As time passed, I began to appreciate complex aesthetic beauty on an intellectual level and became more discerning. Since the 1960s, the multi-billion-dollar festival calendar has expanded to cater to everyone. I’ve attended indoor and outdoor music festivals from cultural to learning, from national to seasonal. Sometimes I went was because a festival suited my tastes; mostly it was because my friends were going. Festivals can be great places to hang out, see favourite artists, eat delicious food, do a little dancing, and people watch. Attention to the lineup, the access and location, security, food and drink, ambiance, cleanliness, and the respectfulness of the crowd makes for good times. After all, festivals are a diversion and hopefully, provide inspiration and pleasant memories.

I’ve had good times and bad times at festivals. I experienced a euphoric trance-like state while listening to Ornette Coleman at the Festival International de Jazz de Montréal. I wearied of the crowd’s predictable slide into inebriation for the two weeks that I worked a photo booth at Oktoberfest in Winnipeg. I lived in a 1920 Chevy truck as a carnie-wannabee at the Morden Corn & Apple Festival. I lost my Praktica 35mm camera at the Calgary Stampede. I enjoyed artisanal food and drink at Terra Madre Salone del Gusto, one of the world’s largest gastronomic festivals. I delighted in the mosquito-eating dragonflies hovering above the crowd at the Winnipeg Folk Festival. 

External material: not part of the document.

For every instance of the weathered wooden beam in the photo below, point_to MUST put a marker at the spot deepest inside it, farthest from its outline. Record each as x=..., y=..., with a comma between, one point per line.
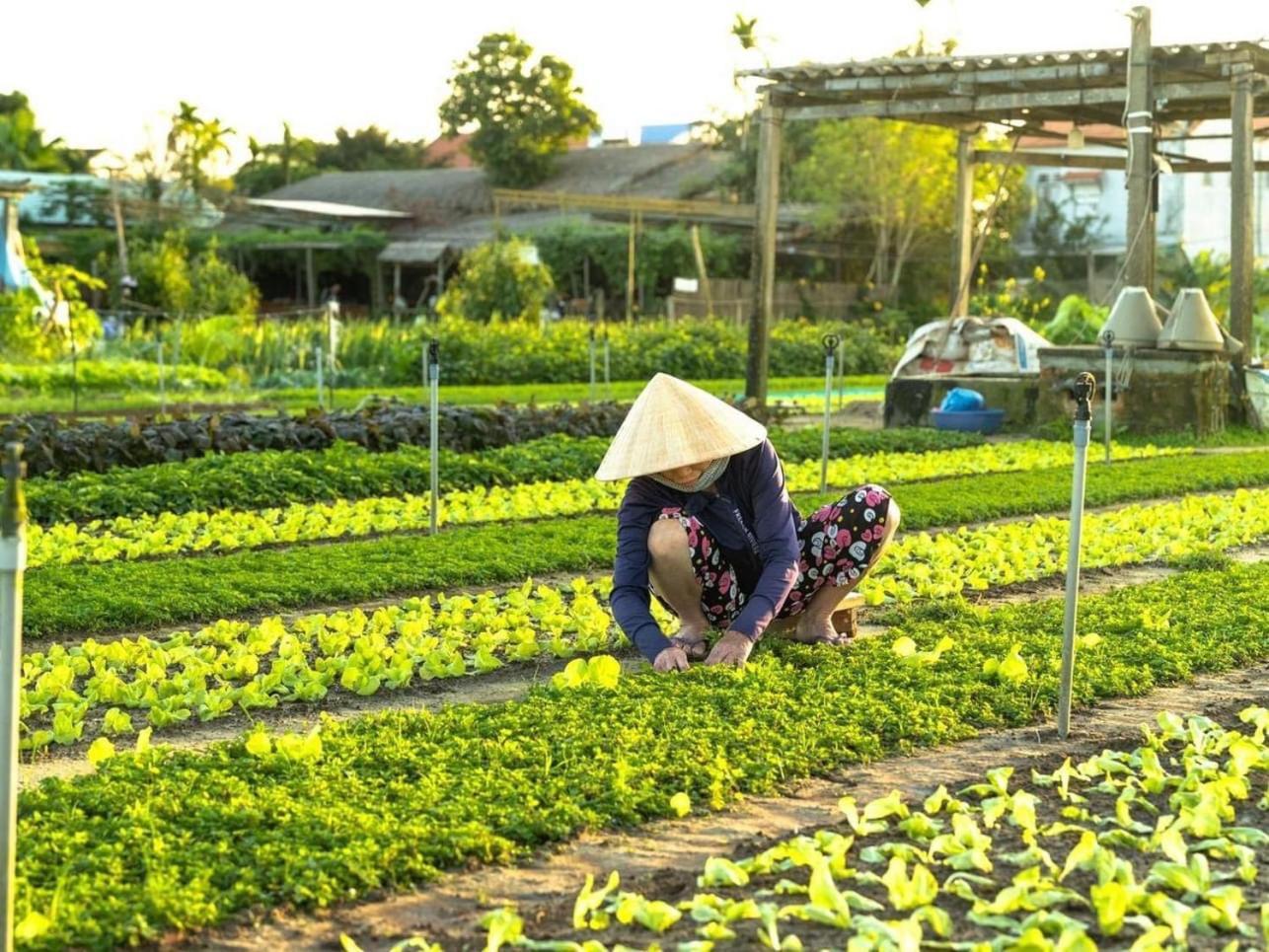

I’m not a veteran of the festival scene in any way and I’ve realized that the very act of attending many festivals isn’t for me. Every festival-goer experiences gripes like long lines, grubby porta-potties, lack of shade, and poor sight lines. Accepting a balance between the sweet moments and the inconveniences is part of what you pay for. But, the logistics, the homogenization, the environmental impact, the focus on revenue streams, and the unpredictability can put a damper on the vibe. For some reason, many corporatized festivals have retained their counter-cultural stature. They spin a fantasy about non-conformity while catering to the status quo and not encouraging diversity and inclusivity. Joni Mitchell, a Woodstock absentee, wrote in her festival anthem, “Think I’ll join a rock and roll band. I’ll camp out on the land. I’ll try and set my soul free.”